La propiedad comunal de los pueblos. La historia de la destrucción liberal y de la reconstrucción revolucionaria de la


propiedad comunal de los pueblos (viejos y nuevos) se funda en ciertas ideas más o menos fijas sobre la naturaleza del
régimen comunal antes de 1856, ideas que han compartido lo mismo muchos historiadores que el grupo de intelectuales y
políticos que dieron forma al reparto agrario. Dicho muy brevemente, se supone que la tenencia comunal de la tierra
representaba un conjunto coherente de prácticas sociales estables, de amplia aceptación a nivel local, que respondían a
una lógica operativa muy diferente a la que rige en la propiedad privada. Según esta visión, las comunidades (pueblos,
rancherías, congregaciones, etcétera) eran dueñas y administradoras de sus tierras; la parte medular de ese arreglo era
que la distribución interna del acceso a la tierra agrícola era inclusiva y —si bien no igualitaria— tendía en principio a
procurar cierta equidad colectiva. Los vecinos —hijos del pueblo— tenían sólo derechos de usufructo, la colectividad
protegía el patrimonio del común y ese compromiso, heredado y compartido, generaba un sentido muy fuerte de identidad
grupal.
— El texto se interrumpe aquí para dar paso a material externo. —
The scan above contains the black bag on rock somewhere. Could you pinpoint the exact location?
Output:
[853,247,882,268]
Vista de este modo, la organización económica y política de la comunidad territorial era la expresión institucional de
un sistema de afinidades culturales que surtía grandes beneficios a todos los miembros de la colectividad, lo que a su vez
explicaba su enorme arraigo popular. Si la propiedad comunal de verdad había funcionado así —y si el embate privatizador
liberal había sido en realidad la única o la principal causa de su desmoronamiento— entonces su reconstitución era una
proposición no sólo justa sino también sensata. Pero ¿qué tal si resulta que la propiedad comunal de hecho operaba de un
modo muy diferente? ¿Y si los documentos históricos muestran que la existencia de derechos de propiedad privados y
exclusivos de facto dentro del espacio nominalmente comunal era una realidad corriente y cotidiana en los pueblos desde
mucho antes de 1856, y que en ellos la desigualdad rampante en el acceso a la tierra comunal era una característica
bastante normal? ¿Qué tal si la comunidad imaginada por los intelectuales tenía muy poco que ver con la manera en que
las relaciones de propiedad funcionaban en muchos pueblos de verdad? En tal caso la implementación de una reforma
agraria con base en el ejido agrícola sería ya no un tipo de restauración fundada en la experiencia, sino algo muy distinto,
una solución ya no tan obvia y con resultados por ende seguramente más impredecibles.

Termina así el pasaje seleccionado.